Namun Runa dibuat jadi sangat kesal hingga refleks memukul lengan Felix dengan keras saat pria itu bukannya menjawab pertanyaannya tapi malah kembali memasukkan pangsit ke dalam mulutnya.
“Iya, iya! Aduh, bagaimana tanganmu yang sangat kecil itu bisa sangat menyakitkan, uh?” Felix mengeluh sambil mengusap-usap lengannya. Sama sekali tidak melebih-lebihkan reaksinya karena pukulan Runa memang semenyakitkan itu. “Sudah, jangan khawatir!
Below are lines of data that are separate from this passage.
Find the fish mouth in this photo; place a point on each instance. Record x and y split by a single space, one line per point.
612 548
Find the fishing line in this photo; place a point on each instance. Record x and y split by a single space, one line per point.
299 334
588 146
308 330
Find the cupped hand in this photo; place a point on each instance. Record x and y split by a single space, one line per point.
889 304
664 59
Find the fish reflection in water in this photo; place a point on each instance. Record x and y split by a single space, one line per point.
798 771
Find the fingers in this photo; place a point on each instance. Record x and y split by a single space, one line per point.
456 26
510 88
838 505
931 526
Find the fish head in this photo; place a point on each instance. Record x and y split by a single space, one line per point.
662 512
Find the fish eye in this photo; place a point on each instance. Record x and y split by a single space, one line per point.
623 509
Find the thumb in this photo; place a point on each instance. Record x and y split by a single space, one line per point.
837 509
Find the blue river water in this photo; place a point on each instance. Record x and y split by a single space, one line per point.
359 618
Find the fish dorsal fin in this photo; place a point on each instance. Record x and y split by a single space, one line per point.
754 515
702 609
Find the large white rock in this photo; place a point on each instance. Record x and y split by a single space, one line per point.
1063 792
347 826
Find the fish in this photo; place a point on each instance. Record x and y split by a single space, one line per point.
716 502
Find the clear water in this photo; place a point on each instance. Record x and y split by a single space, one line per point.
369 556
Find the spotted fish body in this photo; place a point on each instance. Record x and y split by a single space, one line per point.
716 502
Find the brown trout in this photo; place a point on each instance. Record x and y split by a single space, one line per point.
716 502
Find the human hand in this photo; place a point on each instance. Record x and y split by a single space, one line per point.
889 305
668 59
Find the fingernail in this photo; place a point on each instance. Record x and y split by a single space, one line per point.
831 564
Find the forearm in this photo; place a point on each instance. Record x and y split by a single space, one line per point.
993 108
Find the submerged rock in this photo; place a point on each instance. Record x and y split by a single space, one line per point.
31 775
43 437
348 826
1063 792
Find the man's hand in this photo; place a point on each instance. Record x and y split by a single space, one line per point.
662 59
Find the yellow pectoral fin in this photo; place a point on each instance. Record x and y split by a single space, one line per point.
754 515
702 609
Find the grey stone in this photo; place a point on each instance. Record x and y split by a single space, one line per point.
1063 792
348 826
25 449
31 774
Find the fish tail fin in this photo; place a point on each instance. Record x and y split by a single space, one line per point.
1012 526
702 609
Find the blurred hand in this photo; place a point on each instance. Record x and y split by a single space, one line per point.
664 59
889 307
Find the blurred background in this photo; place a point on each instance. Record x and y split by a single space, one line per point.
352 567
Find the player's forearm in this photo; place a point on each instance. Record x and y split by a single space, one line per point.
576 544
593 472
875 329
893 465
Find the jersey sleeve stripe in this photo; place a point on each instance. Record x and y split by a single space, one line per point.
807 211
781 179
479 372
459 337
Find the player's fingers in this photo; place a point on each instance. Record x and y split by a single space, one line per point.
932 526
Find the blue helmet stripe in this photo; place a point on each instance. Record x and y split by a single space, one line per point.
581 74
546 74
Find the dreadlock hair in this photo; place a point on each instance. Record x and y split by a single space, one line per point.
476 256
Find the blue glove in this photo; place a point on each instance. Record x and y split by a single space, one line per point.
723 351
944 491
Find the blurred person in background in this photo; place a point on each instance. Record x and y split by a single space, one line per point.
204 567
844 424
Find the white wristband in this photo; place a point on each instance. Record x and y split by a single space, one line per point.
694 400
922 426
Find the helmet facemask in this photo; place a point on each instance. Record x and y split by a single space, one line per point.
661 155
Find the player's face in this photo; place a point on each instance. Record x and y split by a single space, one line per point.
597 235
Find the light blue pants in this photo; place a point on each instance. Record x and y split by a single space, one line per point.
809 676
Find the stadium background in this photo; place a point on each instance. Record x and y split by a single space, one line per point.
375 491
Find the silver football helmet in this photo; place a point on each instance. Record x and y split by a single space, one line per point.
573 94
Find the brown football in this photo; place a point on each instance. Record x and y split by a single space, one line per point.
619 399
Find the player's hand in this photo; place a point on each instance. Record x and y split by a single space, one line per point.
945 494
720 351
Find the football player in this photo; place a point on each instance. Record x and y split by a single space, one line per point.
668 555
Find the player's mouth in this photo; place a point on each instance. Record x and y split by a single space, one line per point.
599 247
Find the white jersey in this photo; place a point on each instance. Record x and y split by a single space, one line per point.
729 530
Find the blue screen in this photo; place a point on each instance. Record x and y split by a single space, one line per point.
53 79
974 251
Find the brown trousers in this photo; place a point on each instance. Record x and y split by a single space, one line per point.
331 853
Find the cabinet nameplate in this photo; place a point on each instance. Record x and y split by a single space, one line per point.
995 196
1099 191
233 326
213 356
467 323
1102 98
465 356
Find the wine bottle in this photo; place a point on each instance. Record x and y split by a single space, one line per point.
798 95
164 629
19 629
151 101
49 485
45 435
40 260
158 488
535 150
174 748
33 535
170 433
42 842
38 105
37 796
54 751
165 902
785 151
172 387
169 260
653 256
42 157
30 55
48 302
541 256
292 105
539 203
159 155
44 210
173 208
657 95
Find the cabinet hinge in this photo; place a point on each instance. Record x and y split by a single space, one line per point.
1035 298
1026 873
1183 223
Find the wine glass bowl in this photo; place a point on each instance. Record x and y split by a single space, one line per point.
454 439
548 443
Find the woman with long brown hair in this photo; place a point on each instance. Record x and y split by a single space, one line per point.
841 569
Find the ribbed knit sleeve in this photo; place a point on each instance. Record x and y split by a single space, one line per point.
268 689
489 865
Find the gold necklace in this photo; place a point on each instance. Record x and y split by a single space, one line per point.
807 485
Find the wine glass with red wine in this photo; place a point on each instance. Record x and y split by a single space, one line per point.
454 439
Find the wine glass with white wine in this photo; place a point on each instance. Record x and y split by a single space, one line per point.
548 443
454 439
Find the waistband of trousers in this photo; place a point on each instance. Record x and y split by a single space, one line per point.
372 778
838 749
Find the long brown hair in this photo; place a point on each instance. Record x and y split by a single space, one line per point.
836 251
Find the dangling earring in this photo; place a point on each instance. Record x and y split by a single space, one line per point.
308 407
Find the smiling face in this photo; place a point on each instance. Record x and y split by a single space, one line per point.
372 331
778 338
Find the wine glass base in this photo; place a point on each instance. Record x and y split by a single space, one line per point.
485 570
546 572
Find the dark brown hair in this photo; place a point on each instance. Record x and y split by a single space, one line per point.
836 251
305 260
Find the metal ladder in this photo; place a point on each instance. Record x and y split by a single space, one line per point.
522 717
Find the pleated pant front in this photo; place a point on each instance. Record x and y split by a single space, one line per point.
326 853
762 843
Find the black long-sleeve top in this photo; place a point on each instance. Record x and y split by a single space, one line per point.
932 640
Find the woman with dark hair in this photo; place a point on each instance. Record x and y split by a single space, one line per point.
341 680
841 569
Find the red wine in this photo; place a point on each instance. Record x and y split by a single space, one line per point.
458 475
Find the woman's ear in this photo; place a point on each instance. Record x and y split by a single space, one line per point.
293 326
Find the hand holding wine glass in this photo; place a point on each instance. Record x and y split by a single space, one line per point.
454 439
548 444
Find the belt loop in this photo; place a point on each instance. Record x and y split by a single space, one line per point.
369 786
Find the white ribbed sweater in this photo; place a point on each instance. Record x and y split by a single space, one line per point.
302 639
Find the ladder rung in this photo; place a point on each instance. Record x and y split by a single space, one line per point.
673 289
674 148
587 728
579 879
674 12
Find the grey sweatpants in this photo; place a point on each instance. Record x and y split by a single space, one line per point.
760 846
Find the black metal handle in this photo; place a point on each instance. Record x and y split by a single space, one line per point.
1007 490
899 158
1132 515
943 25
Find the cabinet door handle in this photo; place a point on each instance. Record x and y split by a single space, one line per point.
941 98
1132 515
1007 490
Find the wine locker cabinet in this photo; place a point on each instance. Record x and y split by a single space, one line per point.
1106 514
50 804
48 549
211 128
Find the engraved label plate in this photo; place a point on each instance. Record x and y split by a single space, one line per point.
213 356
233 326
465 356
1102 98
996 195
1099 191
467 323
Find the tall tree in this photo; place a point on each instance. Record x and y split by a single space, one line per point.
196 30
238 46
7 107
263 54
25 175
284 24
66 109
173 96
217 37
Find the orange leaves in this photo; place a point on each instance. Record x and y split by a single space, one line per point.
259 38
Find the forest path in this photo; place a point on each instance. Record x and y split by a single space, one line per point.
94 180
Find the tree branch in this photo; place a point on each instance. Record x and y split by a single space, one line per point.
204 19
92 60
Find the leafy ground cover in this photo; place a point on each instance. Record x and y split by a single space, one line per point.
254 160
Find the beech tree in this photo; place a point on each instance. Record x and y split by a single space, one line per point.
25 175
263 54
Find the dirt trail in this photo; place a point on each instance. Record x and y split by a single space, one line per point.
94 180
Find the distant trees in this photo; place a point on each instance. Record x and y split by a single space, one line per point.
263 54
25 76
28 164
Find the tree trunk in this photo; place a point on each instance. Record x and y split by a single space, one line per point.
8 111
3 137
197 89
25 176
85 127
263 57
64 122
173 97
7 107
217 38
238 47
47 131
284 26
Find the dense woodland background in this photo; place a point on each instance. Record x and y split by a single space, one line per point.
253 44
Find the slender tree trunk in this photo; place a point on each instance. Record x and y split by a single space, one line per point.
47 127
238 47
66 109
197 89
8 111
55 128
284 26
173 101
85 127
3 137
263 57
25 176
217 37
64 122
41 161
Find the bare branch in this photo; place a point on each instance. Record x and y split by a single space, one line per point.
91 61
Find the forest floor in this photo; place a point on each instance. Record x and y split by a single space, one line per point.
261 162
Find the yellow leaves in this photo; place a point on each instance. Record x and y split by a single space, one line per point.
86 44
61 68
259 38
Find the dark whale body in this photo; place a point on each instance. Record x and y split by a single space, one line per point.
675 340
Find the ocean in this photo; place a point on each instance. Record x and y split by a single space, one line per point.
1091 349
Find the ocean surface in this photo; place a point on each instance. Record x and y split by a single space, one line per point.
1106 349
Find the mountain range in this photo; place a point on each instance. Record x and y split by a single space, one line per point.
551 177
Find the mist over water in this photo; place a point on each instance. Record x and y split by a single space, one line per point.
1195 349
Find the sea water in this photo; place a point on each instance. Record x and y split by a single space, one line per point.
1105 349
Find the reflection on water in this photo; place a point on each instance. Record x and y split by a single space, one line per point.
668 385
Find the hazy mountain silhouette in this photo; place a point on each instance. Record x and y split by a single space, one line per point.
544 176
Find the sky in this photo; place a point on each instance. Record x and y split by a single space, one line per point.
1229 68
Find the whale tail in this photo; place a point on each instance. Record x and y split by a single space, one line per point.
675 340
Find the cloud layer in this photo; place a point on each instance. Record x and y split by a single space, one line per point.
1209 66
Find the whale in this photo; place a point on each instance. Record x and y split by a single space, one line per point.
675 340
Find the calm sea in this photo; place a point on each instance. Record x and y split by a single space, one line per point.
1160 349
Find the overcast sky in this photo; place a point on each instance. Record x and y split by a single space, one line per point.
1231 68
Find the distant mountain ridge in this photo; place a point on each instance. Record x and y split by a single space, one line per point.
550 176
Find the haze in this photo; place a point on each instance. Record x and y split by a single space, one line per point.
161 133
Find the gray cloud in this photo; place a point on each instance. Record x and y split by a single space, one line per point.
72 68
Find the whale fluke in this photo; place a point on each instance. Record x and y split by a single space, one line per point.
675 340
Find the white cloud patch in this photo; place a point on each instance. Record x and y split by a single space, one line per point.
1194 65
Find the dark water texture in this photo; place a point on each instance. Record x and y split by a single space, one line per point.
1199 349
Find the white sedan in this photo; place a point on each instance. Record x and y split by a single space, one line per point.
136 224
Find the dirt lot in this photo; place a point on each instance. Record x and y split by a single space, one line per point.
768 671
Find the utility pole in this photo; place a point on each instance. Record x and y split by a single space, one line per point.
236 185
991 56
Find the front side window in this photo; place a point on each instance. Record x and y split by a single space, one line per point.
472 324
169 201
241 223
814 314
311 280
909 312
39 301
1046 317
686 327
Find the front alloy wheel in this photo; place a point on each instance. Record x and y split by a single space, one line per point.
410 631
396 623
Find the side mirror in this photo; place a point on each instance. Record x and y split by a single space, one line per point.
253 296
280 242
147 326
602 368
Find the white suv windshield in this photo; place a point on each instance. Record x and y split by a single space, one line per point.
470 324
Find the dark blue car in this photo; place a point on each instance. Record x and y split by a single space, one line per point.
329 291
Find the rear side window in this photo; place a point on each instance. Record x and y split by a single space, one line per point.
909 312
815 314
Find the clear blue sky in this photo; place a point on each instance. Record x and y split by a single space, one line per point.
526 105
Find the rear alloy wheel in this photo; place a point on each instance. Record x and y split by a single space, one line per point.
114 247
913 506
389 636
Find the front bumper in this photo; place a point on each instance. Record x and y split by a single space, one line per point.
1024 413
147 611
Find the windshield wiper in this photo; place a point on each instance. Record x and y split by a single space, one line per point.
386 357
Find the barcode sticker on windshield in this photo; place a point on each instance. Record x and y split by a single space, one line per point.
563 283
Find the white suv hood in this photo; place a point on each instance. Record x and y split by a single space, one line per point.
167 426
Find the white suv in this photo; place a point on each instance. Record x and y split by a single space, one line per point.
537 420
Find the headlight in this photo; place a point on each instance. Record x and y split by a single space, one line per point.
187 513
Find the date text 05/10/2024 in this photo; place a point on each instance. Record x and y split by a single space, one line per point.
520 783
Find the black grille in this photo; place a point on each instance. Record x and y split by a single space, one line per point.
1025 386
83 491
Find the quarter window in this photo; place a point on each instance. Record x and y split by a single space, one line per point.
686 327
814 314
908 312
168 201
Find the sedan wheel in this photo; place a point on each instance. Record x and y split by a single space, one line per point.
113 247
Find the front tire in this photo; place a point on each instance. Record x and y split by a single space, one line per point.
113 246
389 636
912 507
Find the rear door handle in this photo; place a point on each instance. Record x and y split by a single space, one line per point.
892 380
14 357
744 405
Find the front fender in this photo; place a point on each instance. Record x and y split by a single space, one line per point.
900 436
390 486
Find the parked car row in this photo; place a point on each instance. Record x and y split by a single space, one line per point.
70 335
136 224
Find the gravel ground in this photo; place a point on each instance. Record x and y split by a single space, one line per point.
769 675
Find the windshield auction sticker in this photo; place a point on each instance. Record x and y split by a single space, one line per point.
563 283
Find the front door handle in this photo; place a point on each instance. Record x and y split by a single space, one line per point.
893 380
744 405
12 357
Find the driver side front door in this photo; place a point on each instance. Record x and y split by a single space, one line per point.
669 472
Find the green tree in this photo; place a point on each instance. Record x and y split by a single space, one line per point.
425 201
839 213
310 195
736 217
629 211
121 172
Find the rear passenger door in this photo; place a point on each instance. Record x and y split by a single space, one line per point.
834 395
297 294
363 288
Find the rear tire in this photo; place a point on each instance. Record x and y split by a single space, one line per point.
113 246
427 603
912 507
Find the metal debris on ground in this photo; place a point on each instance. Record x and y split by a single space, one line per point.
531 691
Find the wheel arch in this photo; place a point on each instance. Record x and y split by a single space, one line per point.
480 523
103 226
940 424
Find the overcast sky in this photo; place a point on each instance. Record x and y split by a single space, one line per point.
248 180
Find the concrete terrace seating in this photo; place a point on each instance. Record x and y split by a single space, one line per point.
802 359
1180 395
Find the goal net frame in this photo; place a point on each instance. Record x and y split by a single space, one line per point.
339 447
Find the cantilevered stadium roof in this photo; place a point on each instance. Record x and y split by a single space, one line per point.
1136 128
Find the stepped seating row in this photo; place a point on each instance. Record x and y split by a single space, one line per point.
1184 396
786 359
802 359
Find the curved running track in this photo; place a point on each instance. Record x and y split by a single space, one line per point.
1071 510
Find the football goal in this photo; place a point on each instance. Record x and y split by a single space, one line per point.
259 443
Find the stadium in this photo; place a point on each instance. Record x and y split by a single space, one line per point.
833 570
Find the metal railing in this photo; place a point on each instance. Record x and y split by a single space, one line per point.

Dia mungkin sedang liburan di Amerika atau di mana sekarang.”
“Liburan ke luar negeri?” tanya Runa yang dijawab dengan anggukan oleh Felix. “Tapi dia sama sekali tidak bawa tas.”
“Dia cukup bawa ponsel dan salah satu kartunya saja untuk bisa liburan mewah ke belahan dunia mana pun yang diinginkannya,” kata Felix. “Dia itu sangat kaya, jadi tidak akan kekurangan apapun. Jadi berhentilah mengkhawatirkannya dan khawatirkan saja dirimu. Ini, aduh... Pantas saja tubuhmu kecil begini. Bagaimana kau bisa mengisi perutmu dengan makanan sesedikit itu? Memangnya kau ini anak burung, uh? Bahkan rasanya anak burung makan lebih banyak darimu!”
Meski Felix terus mengatakan jika semuanya pasti baik-baik saja dan tidak ada yang perlu dikhawatirkan, namun Runa tidak bisa menghentikan dirinya untuk terus merasa khawatir.
Malam ini, ketika ia naik ke atas tempat tidur Aiden kepalanya dipenuhi oleh kekhawatirannya pada pria itu. Dipenuhi oleh berbagai skenario buruk yang mungkin menimpa Aiden hingga membuat rasa khawatirnya semakin menggunung.
Jadi Runa mengaitkan kesepuluh jarinya dan sambil memejamkan kedua matanya, dengan penuh ketulusan ia mulai mendoakan Aiden.
“Tuhan, kumohon bawalah Tuan Aiden pulang ke tempat ini dengan selamat. Aku janji akan memperlakukannya dengan lebih baik jika dia pulang nanti.”
***
Dan sepertinya karena doanya benar-benar tulus, tuhan langsung mengabulkan doanya malam itu juga.
Runa tidak tahu jam berapa ini atau sudah berapa lama ia tidur saat sebuah pelukan erat yang mendekap tubuhnya dari belakang mengusik tidurnya hingga membuatnya terbangun.
“Tuan?” Runa bertanya dengan suara berbisik. Ia terkejut, namun lebih banyak merasa gugup karena terlalu senang sebab ia sangat mengenali aroma rokok bercampur alkohol yang menguar dari tubuh orang yang sedang memeluknya ini.
“Tuan Aiden, kau sudah pulang?”
“Jangan ajak aku bicara.” Itu suara Aiden. Pria itu bicara dengan suara pelan yang terdengar serak. “Aku sangat mengantuk. Aku ingin tidur,” bisiknya sementara ia baru saja membuat Runa yang sejak dirinya pergi terus mengkhawatirkannya itu tidak lagi bisa memejamkan matanya karena terlalu senang dengan kepulangannya.